900 mille F en oxygène
Cette gestion semble révéler des couacs dans la gestion de cette troisième vague meurtrière. Surtout que le secteur privé n’a jamais été associé à la stratégie de riposte de l’Etat, Dr Niang soutient que les privés ont même été éloignés du centre de décisions. En plus, détaille-t-il, «il y a des malades qui payaient 900 mille francs Cfa d’oxygène pendant leur hospitalisation». Selon Dr Babacar Niang, il a proposé que l’oxygène soit subventionné par l’Etat. Et la réponse a été sans équivoque : «Tu es privé, tais-toi ! (D’abord), on n’a pas à te donner de l’oxygène pour tes malades», répète-t-il. Et d’ajouter : «C’est là aussi que j’ai dit si vous baissez l’oxygène, je baisse la facturation. Pendant ce temps-là, vous entendez ce qui se passe actuellement parce qu’il y a un gros débat entre le Pr Seydi et les organisations. On dit que l’oxygène est en tension.»
L’autre point soulevé par l’urgentiste, c’est la persistance du phénomène des médecins officiant dans le public et dans le privé.

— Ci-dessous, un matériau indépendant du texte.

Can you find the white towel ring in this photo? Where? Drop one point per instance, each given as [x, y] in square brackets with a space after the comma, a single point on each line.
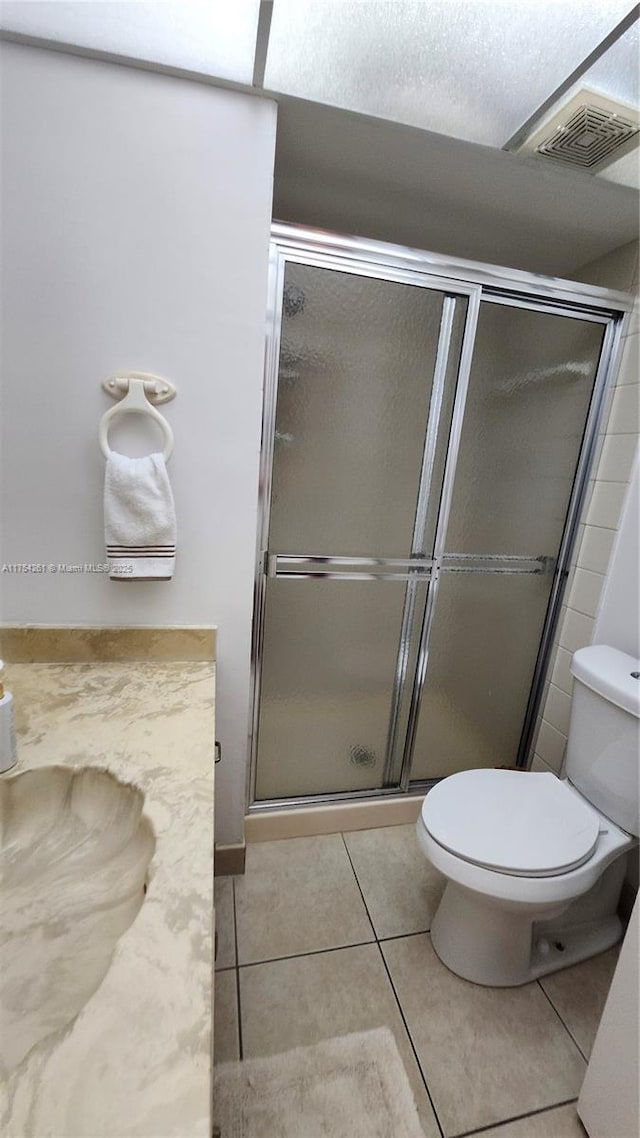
[134, 401]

Evidemment, la pratique est encadrée légalement par une loi qui leur permet à partir de 16 heures de faire la médecine privée, mais il pense qu’il y a des abus. «Il y a des publics qui font même leur privé dans l’hôpital. Nos amis français ou burkinabè, quand ils viennent au Sénégal, c’est tout un tas d’histoires. ‘’Professeur, on m’a soigné dans un hôpital, je ne vous paie pas.’’ Mais le Sénégalais, lui, il est habitué. Il a toujours l’argent pour le payer», se désole Dr Babacar Niang.